Tüm bunlar, bu koşuşturmalar yetmezmiş gibi bir de içimi kıpır kıpır eden bir dersi takip etmeye başladım. “Anılardan Tarihe: Cumhuriyet Türkiyesi’nde Hafıza, Mekân, Siyaset” Zeynep Suda’nın eğitmenliğindeki dersimiz ne güzel geldi. Çöl ortasında vaha gibi desem abartmış olmam, serin serin, şenlikli, şaşırtıcı, zenginleştirici. Okuma listesine bakarak bir heyecan bir heyecan duyuyorum ki sormayınız. İşte, sanırım dersin okumalarından yola çıkarak allak bullak olan zihnim, zaman tünelinin dehlizlerinde yolunu şaşırmış olacak ki Fizan’dan Şam’a, oradan İstanbul’a atlaya zıplaya yolculuk ediyor. Bir oraya uğruyor, bir buraya.

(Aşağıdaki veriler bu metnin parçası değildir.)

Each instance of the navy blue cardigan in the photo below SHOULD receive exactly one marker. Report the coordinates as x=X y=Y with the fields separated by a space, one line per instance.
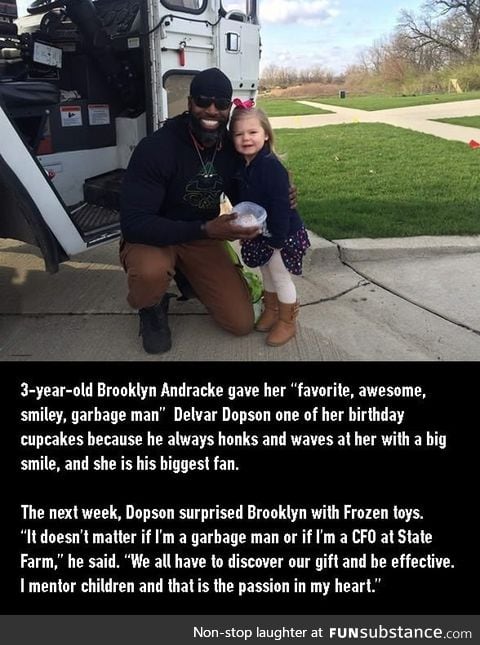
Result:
x=265 y=182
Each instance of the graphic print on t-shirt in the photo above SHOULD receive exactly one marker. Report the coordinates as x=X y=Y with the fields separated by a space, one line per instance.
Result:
x=204 y=190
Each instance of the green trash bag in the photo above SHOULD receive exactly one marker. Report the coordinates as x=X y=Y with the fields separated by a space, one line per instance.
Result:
x=253 y=280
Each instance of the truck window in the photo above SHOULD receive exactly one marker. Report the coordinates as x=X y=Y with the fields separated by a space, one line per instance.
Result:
x=190 y=6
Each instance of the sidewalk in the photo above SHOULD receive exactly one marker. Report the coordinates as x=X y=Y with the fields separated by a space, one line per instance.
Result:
x=357 y=303
x=413 y=118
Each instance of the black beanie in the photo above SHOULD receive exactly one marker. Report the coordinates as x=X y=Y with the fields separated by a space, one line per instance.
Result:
x=211 y=82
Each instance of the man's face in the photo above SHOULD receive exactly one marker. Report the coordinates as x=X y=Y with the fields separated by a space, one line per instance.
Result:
x=208 y=118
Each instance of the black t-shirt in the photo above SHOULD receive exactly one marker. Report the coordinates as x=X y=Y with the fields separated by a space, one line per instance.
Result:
x=171 y=188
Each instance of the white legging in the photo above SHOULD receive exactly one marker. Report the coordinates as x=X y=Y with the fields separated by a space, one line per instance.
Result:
x=277 y=279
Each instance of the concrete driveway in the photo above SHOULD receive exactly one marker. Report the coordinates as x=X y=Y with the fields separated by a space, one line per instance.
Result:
x=419 y=118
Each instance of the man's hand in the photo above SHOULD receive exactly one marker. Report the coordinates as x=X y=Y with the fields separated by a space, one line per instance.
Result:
x=225 y=228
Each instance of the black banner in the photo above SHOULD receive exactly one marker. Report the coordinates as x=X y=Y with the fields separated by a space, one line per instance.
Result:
x=315 y=488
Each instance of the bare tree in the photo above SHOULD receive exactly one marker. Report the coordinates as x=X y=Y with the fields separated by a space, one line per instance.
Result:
x=450 y=28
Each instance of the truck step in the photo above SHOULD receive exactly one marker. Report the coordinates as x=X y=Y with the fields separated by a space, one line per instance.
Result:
x=104 y=190
x=96 y=222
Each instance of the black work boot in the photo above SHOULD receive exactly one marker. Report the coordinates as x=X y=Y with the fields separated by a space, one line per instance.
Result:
x=154 y=329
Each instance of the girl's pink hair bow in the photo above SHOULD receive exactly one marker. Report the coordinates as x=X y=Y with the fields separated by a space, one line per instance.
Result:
x=244 y=105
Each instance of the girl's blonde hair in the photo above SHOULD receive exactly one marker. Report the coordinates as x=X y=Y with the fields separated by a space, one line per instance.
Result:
x=239 y=113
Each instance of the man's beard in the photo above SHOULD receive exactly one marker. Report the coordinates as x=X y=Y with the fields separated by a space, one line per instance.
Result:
x=207 y=138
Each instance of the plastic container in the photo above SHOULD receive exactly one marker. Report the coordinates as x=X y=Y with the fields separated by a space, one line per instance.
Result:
x=250 y=214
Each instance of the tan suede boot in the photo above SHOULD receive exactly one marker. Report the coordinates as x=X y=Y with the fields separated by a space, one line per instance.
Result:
x=285 y=328
x=270 y=312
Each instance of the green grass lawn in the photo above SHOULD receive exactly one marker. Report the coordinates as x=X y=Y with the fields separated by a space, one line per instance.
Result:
x=469 y=121
x=371 y=103
x=287 y=107
x=375 y=180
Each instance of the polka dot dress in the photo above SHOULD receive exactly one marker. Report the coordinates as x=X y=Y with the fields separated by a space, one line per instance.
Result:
x=257 y=252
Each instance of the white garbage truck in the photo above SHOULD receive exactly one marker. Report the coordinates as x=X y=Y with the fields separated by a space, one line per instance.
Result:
x=81 y=82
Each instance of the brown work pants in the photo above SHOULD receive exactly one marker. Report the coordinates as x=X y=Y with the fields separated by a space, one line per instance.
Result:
x=207 y=266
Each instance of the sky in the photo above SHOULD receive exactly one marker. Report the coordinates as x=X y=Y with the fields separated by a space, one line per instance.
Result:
x=326 y=33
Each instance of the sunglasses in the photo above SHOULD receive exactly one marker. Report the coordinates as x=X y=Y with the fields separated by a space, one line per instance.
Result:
x=206 y=101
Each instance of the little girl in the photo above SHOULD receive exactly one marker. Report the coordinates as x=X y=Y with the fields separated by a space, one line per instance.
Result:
x=279 y=252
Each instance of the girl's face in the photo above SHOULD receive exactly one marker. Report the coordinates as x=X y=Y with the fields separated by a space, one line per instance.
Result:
x=248 y=136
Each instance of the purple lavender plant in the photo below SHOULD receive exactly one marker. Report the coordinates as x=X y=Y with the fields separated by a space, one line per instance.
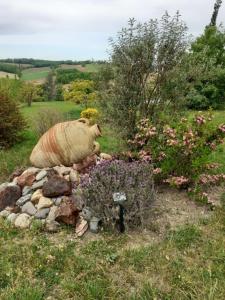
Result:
x=135 y=179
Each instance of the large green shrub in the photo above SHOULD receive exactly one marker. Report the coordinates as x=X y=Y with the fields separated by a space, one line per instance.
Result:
x=11 y=120
x=143 y=56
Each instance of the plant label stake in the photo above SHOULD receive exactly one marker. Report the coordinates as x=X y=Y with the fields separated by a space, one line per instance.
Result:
x=120 y=198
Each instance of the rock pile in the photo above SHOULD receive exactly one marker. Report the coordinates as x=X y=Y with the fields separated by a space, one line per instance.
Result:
x=43 y=194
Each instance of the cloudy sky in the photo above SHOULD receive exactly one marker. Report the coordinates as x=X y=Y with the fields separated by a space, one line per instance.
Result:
x=79 y=29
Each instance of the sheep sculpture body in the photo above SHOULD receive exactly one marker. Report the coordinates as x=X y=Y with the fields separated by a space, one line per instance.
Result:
x=65 y=144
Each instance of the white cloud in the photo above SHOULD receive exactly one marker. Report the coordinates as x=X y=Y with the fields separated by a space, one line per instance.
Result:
x=79 y=27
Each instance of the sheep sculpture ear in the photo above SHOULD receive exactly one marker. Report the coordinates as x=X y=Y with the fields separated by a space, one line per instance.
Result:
x=84 y=121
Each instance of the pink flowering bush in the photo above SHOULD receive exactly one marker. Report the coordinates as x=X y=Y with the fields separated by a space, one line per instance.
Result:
x=179 y=151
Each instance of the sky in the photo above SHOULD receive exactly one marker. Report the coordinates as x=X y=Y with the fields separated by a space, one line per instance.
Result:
x=80 y=29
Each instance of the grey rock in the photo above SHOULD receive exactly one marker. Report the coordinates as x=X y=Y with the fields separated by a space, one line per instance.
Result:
x=33 y=170
x=52 y=213
x=52 y=226
x=26 y=190
x=87 y=213
x=29 y=208
x=4 y=213
x=62 y=170
x=21 y=201
x=41 y=175
x=57 y=201
x=39 y=184
x=3 y=186
x=12 y=218
x=42 y=213
x=9 y=195
x=23 y=221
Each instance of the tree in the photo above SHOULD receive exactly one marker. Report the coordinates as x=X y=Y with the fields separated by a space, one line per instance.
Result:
x=49 y=86
x=81 y=91
x=12 y=122
x=142 y=57
x=215 y=12
x=28 y=93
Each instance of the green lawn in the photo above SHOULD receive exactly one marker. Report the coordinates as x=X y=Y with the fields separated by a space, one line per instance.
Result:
x=35 y=73
x=188 y=263
x=18 y=156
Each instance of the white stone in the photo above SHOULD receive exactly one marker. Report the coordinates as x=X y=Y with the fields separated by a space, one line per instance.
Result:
x=42 y=213
x=26 y=190
x=31 y=170
x=15 y=179
x=44 y=202
x=36 y=196
x=67 y=177
x=105 y=156
x=58 y=200
x=74 y=176
x=3 y=186
x=23 y=221
x=29 y=209
x=4 y=213
x=39 y=184
x=22 y=200
x=52 y=213
x=62 y=170
x=12 y=218
x=41 y=175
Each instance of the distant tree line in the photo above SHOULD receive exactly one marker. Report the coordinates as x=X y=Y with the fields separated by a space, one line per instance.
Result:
x=65 y=76
x=9 y=68
x=38 y=63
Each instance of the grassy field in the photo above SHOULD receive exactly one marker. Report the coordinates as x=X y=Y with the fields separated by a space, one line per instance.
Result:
x=187 y=262
x=18 y=156
x=35 y=73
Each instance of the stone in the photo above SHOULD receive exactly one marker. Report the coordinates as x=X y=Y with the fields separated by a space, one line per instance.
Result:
x=41 y=175
x=23 y=221
x=52 y=226
x=15 y=180
x=67 y=177
x=42 y=213
x=44 y=202
x=33 y=170
x=74 y=176
x=56 y=186
x=62 y=170
x=57 y=201
x=27 y=178
x=36 y=196
x=9 y=195
x=4 y=213
x=67 y=212
x=3 y=186
x=39 y=184
x=81 y=227
x=16 y=173
x=94 y=222
x=26 y=190
x=23 y=200
x=13 y=209
x=105 y=156
x=52 y=213
x=87 y=213
x=85 y=164
x=12 y=217
x=29 y=208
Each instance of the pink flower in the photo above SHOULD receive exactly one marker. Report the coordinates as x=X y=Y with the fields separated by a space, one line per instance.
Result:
x=222 y=128
x=157 y=171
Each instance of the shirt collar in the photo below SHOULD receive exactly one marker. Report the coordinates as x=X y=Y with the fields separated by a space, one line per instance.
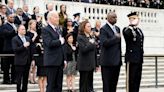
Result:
x=52 y=25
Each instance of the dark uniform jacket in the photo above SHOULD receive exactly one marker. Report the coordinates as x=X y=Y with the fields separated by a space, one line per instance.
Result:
x=87 y=60
x=22 y=54
x=134 y=44
x=53 y=49
x=110 y=47
x=8 y=33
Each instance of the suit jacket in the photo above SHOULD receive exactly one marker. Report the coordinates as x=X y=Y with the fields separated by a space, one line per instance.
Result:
x=45 y=15
x=17 y=21
x=110 y=47
x=134 y=44
x=8 y=33
x=22 y=54
x=87 y=59
x=53 y=50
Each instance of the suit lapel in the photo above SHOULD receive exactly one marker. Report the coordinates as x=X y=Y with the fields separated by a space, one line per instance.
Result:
x=109 y=30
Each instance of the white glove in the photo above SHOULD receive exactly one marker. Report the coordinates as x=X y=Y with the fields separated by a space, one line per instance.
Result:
x=26 y=44
x=61 y=40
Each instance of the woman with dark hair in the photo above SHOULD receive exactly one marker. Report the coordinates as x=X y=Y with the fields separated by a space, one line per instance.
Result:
x=86 y=62
x=32 y=34
x=35 y=12
x=62 y=15
x=70 y=70
x=68 y=28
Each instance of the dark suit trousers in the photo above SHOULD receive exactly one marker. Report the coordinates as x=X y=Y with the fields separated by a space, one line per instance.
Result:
x=135 y=73
x=86 y=81
x=110 y=75
x=6 y=64
x=54 y=78
x=22 y=73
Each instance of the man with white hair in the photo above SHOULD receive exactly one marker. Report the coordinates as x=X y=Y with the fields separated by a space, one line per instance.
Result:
x=53 y=53
x=10 y=7
x=49 y=8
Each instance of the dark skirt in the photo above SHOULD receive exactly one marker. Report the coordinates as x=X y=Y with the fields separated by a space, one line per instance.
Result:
x=41 y=71
x=71 y=68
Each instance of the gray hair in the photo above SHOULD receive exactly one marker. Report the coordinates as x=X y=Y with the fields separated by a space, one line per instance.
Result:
x=50 y=14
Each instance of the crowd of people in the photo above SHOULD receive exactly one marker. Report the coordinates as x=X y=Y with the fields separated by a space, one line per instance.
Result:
x=64 y=46
x=158 y=4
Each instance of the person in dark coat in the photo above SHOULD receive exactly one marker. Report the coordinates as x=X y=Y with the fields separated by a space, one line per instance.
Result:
x=76 y=26
x=10 y=7
x=110 y=41
x=70 y=70
x=49 y=8
x=3 y=20
x=20 y=44
x=134 y=52
x=87 y=60
x=62 y=15
x=54 y=55
x=32 y=33
x=19 y=18
x=26 y=16
x=35 y=12
x=9 y=31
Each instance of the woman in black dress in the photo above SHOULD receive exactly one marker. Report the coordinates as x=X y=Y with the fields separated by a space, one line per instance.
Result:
x=31 y=32
x=87 y=60
x=41 y=70
x=35 y=12
x=71 y=62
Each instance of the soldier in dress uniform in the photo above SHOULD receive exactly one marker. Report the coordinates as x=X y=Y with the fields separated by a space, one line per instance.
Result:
x=134 y=52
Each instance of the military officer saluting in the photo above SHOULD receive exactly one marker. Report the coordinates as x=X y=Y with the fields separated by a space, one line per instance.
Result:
x=134 y=52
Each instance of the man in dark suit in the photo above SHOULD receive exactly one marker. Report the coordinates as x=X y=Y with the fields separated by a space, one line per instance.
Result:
x=110 y=41
x=49 y=8
x=20 y=44
x=10 y=7
x=19 y=18
x=26 y=16
x=9 y=31
x=53 y=53
x=134 y=52
x=76 y=24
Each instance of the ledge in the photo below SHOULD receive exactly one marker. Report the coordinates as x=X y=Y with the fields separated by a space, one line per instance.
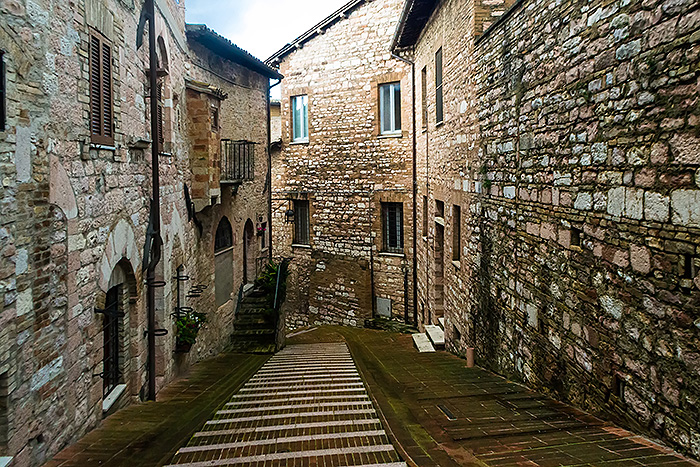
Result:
x=103 y=147
x=113 y=397
x=394 y=255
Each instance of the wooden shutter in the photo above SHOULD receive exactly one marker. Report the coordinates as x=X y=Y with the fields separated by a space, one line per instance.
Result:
x=101 y=128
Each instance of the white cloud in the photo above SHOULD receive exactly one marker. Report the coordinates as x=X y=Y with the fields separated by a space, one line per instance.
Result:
x=262 y=27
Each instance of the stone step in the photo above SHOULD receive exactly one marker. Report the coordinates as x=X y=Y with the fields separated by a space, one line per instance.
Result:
x=422 y=343
x=436 y=335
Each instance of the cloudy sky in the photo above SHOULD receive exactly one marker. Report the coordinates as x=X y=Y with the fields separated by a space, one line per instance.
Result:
x=262 y=27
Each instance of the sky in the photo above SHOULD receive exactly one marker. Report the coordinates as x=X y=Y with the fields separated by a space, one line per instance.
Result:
x=261 y=27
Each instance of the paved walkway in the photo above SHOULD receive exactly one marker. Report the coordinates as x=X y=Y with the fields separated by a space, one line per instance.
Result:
x=445 y=414
x=306 y=406
x=148 y=434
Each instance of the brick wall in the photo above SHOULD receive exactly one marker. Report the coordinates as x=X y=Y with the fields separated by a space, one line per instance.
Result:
x=571 y=142
x=345 y=171
x=74 y=215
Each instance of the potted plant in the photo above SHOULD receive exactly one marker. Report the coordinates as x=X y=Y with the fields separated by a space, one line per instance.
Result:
x=188 y=326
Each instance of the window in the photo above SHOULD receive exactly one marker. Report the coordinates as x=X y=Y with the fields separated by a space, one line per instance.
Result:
x=3 y=92
x=101 y=90
x=4 y=411
x=223 y=262
x=439 y=208
x=424 y=89
x=438 y=86
x=301 y=222
x=456 y=232
x=392 y=221
x=300 y=118
x=110 y=372
x=390 y=108
x=425 y=216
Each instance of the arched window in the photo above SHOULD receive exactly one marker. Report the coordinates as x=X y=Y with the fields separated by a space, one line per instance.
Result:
x=224 y=236
x=223 y=261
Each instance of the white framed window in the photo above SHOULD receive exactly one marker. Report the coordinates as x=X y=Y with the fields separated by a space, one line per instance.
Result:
x=300 y=118
x=390 y=108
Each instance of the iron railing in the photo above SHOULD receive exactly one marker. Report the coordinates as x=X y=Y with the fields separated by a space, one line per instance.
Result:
x=237 y=161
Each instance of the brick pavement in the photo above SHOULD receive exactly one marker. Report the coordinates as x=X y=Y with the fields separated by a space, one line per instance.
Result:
x=496 y=422
x=306 y=406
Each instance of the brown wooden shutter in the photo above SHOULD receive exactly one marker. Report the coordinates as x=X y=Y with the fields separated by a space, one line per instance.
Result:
x=101 y=128
x=107 y=91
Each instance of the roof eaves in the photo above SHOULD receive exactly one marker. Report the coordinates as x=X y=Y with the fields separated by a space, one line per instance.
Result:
x=329 y=21
x=227 y=49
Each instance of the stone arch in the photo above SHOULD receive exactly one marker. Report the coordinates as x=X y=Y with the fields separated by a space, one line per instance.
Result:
x=249 y=244
x=121 y=245
x=118 y=351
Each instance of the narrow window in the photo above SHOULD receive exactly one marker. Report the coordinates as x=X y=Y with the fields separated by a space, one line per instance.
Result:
x=101 y=90
x=161 y=136
x=576 y=237
x=390 y=108
x=4 y=412
x=214 y=119
x=223 y=262
x=425 y=216
x=111 y=374
x=456 y=232
x=687 y=266
x=424 y=89
x=438 y=86
x=392 y=221
x=439 y=208
x=301 y=222
x=300 y=118
x=3 y=93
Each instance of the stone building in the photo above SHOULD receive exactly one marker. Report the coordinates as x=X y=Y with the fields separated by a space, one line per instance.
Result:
x=558 y=160
x=343 y=178
x=76 y=182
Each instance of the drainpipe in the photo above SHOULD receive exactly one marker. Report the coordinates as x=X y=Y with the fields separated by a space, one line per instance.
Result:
x=415 y=189
x=155 y=206
x=269 y=168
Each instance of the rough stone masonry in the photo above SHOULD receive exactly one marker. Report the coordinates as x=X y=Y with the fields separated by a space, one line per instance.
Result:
x=570 y=149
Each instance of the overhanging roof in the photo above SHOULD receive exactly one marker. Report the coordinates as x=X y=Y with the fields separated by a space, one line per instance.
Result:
x=330 y=20
x=414 y=17
x=225 y=48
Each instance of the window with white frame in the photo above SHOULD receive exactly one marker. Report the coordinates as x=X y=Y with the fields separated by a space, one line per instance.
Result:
x=392 y=220
x=390 y=108
x=300 y=118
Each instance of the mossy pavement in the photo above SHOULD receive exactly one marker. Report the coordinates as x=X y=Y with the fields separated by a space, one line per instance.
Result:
x=495 y=422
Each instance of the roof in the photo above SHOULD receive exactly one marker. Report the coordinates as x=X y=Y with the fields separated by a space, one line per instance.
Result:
x=228 y=50
x=318 y=29
x=414 y=17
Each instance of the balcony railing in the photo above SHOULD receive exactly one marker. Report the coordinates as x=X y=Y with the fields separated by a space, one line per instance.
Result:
x=237 y=161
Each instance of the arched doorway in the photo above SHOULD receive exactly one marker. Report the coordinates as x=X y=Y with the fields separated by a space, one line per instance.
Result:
x=116 y=343
x=249 y=244
x=223 y=262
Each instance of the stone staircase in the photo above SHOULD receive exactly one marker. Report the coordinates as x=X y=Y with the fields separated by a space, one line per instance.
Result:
x=255 y=326
x=433 y=337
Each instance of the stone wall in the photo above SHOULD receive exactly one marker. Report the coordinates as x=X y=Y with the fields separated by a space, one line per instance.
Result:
x=345 y=171
x=571 y=142
x=75 y=214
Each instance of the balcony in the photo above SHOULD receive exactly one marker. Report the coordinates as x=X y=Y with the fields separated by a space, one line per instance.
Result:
x=237 y=161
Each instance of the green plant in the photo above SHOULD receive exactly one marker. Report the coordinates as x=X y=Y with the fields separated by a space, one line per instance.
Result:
x=188 y=326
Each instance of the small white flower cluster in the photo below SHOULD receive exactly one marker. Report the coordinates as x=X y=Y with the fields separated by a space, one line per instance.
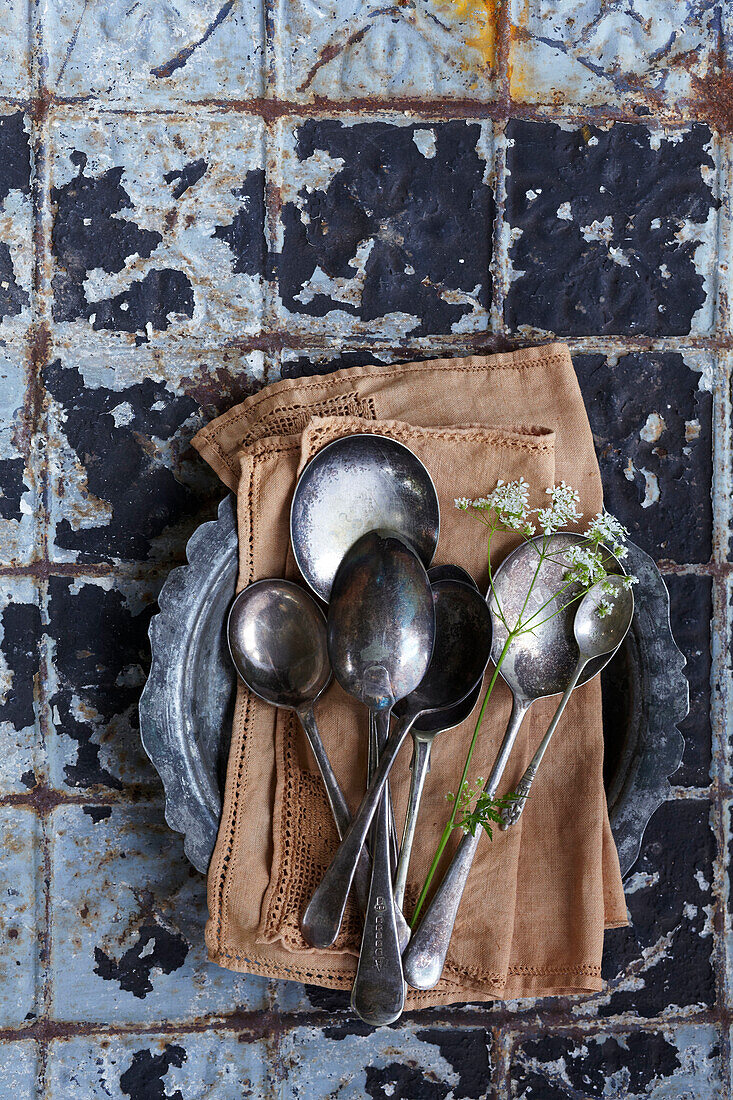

Yetmiyor, ilk kez karşılaştığımda ne güzel bir insan, diye düşündüğüm Oytun, “Yeni Gelen” dergisinden söz ediyor. Bilmez miyim diyorum. Sezgilerimin doğruluğunu Sadık Albayrak’ın kulaklarını çınlatarak kutluyoruz Oytun’la. Dile kolay otuz iki sayıdır çıkan bir derginin emekçiliğini tüm dertlerini omuzlayarak yürütüyor Bizim Sadık Albayrak. Dergide Yalçın Küçük’ün eski bir yazısı. Yazı, 1999 yılında yayımlanmış Hasip Akgül’ün “Görme Kılavuzu”nun önsözü.

Birden dehşete kapılıyorum, yirmi iki yıl önceye mi denk geliyor şimdi 1999? Onca yıl yaşandı, yaşadım, bal gibi de hatırladığım yıllar, bir yıl sonrasını milenyum diye diye selamladığımız derken, yok bir yıl sonrası 2000, milenyum dedikleri bir yıl sonraya geliyor diyerek parmak hesabı yaptığım. Ha bir yıl eksik, ha bir yıl fazla, ne önemi var? Zaten 2020’de yaşanmamış bir yıl değil mi diyerek bir yıllık sapmayı görmezden geldiğim.

Hop 2001 yılının yılbaşına gidiyorum. Dostlarımızın konuğuyuz ilk eşim Onur’la birlikte, Gökçenlerdeyiz. Meğer hep nergis götürürmüşüm ben arkadaşlarıma, Gökçen öyle demişti. Şaşırmıştım, öyle mi yaparmışım, demiştim. Kadıköy Meydanı’nda çiçekçilerden alırdım nergisleri evet. Çok severim içimi bayan kokularını. Ama böyle bir ritüelim olduğunu bilmezdim, dostlara giderken nergis almak bilmeden yaptığımmış demek. 2001’in yılbaşında, konuk olduğumuz ev Çiftehavuzlar’da mı idi yoksa Göztepe’de mi? Anımsayamıyorum. Yiyip içtikten sonra yeni yıla, yani 2001’e Rexx Sineması’nda gece yarısı seansında “Yüzüklerin Efendisi”ni izleyerek giriyoruz. Hatırladığım bu, 2001 yılına Orta Dünya’dan üstüme üstüme gelen şahlanmış atların nal sesleri arasında girdiğim. Nereden geldim, bu kişisel tarihe? Bunlar, Hafıza-Mekân-Siyaset dersinin yan etkileri galiba. Devam edelim madem.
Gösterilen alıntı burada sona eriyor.